E poi c’erano le malattie: la mancanza d’acqua, l’alta concentrazione abitativa, la mancanza di servizi igienici, favorivano diarree ed infezioni intestinali che in alcuni casi risultavano letali. In breve da isola felice, Tarawa si stava trasformando in isola della paura e sentendosi minacciato nella sopravvivenza, Ioane decise di emigrare con la moglie. Destinazione Nuova Zelanda, la terra più vicina che non fosse piatta come Tarawa. Inizialmente la Nuova Zelanda fu una terra accogliente e accordò un permesso di soggiorno di tre anni a Ioane e sua moglie, un periodo di ritrovata sicurezza durante il quale ebbero tre figli. Ma nel 2010 l’Ufficio immigrazione decise di non rinnovare il permesso e l’intero nucleo familiare rimase in Nuova Zelanda in forma irregolare. Finché nel maggio 2012, con l’assistenza di uno studio legale, Ioane non presentò domanda per ottenere il riconoscimento di rifugiati e persone protette. Lo status di rifugiato è previsto dalla Convenzione adottata a Ginevra nel 1951 ed è riconosciuto a tutti coloro che sono fuggiti dalla propria nazione per paura di essere perseguitati a causa della propria razza, religione, opinione politica, condizione sociale. Lo status di persona protetta scaturisce dal Patto Internazionale relativo ai diritti politici e civili siglato nel 1966 che impegna ogni Stato firmatario a «rispettare e a garantire a tutti gli individui che si trovino sul suo territorio i diritti riconosciuti nel Patto senza distinzione alcuna, compresa la nazione di provenienza».
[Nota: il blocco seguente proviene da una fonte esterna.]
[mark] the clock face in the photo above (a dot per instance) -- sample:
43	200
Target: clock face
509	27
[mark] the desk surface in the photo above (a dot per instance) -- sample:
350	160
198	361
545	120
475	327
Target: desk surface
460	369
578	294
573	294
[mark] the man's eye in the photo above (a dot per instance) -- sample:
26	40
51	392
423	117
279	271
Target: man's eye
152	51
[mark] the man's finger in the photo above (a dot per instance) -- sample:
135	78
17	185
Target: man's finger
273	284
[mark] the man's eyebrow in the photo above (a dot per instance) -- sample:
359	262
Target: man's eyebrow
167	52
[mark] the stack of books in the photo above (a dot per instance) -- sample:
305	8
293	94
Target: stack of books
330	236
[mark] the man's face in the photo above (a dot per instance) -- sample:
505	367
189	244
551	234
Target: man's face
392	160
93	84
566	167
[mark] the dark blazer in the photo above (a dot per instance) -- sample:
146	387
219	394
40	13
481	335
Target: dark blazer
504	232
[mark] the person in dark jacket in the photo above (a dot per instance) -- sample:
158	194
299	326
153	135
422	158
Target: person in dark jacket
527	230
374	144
Fra i diritti riconosciuti nel Patto vi è anche il diritto alla vita ed è su tale principio che Ioane chiede protezione. Ma la Nuova Zelanda ritiene che l’obbligo di protezione valga solo nei confronti di coloro che rientrando nella propria nazione siano a rischio di trattamento crudele o di privazione arbitraria della propria vita. Condizione che l’Ufficio immigrazione non ritiene applicabile a Ioane, che si vede respingere la domanda. Ioane ricorre a tutti i possibili gradi appello. Ma invano. Nel 2015 arriva l’ultimo no da parte della Corte Suprema: Ioane viene imprigionato e poco dopo caricato su una nave che lo riporta a Tarawa assieme alla famiglia. Ma Ioane non si dà per vinto e ricorre al Comitato per i diritti umani delle Nazioni Unite denunciando la Nuova Zelanda per violazione del Patto per i diritti civili e politici. E nel gennaio 2020 arriva il pronunciamento. Il Comitato ritiene che nel caso specifico il Patto non sia stato violato ma afferma che il diritto alla vita non va interpretato in maniera restrittiva e che va protetto attraverso l’adozione di misure positive da parte degli stati. Soprattutto riconosce che «il degrado ambientale, i cambiamenti climatici e lo sviluppo insostenibile rappresentano alcune delle minacce più serie che attentano il diritto alla vita delle generazioni presenti e future ». Una dichiarazione di principio destinata a lasciare un segno nella giurisprudenza internazionale, che potrà aiutare molti sfollati climatici a ritrovare una nuova casa.